Waited to die… waited to die. Somehow that part gets through to me. All I can see is his face. Marquis grinning guilty as a cat with a canary in the cafeteria after school. Marquis huddling with his grandmother waiting to die. “Okay,” I reply weakly. “Yeah, okay, right.” Michelle’s strong voice comes through on the other end buoying me to the earth. “Prayer service is all set for tomorrow at the school. I’ll meet you.” We hang up. I’m sitting in my car with the engine running. Just a moment ago I was annoyed, waiting for red lights, waiting for grocery lines, waiting for perscriptions. Marquis, yeah, he was waiting to die.
I get home and throw my keys on the counter. Scout looks up. “Marquis died today." I walk through the living room to the bedroom. I lay down on the cool sheets and press my face into mattress to get my bearings. There was this gigantic rip in time just a few minutes ago yet I find myself in my house, time moving forward still. I don’t get it. Scout comes in and sits on the bed. I’m thankful he knows not to say anything. I don’t get why I think I should be comforted. Why I have a right in this moment to think about myself. Here one of my students dies at the age of six and not ten minutes later I’m already about myself. Is our selfishness part of our survival instinct? He’s gone, now you must survive, says your body. Breathe the next breath; make a way.
It hit me as soon as Michelle said it, but I only now feel the fury rise up. Marquis would not be dead had he not been poor.There would have been no kerosene heater, no bars on the windows to hold him in. How do you make sense of a world like that?We aren’t really free, I think. Any of us. We think we are, some of us are fooled more than others.For Marquis, the truth just snuffed him out.Fury turns to ache. “It hurts,” I tell him.
The kids line up on the damp, green grass.
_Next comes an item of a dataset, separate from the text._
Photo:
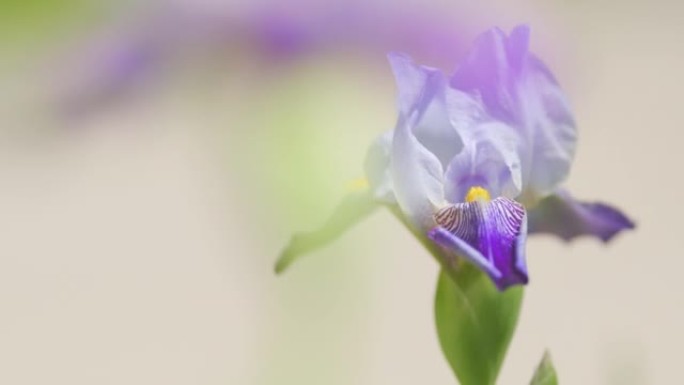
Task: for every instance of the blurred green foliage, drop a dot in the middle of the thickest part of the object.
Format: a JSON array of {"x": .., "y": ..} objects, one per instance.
[{"x": 475, "y": 323}]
They stare at the adults who somberly look into space. Their faces say: we should be sad. “Marquis died,” James tells me, waiting for my reaction. Like he’s getting to share the latest news. “Yeah, he did,” I reply. If I can’t process this, how would a six year old? Michelle walks among the school staff and parents. Her presence holds it all together it seems. Like some magnet that keeps us all from floating away. Later, when the art therapist comes the kids draw pictures. James writes in big block letters: WHY DID HE HAVE TO DIE? I trace the question mark with my finger. We were just working on punctuation last week, and here is James learning better than I could teach him how to put a question mark when you don’t know the answer.
I look hard at each of my kids. I want so badly to believe there is choice out there for them. For a moment I picture bars on the classroom windows and suddenly I shoot up from my chair. “What is it Mrs. Jackson?” asks Kayla. What is freedom, anyway?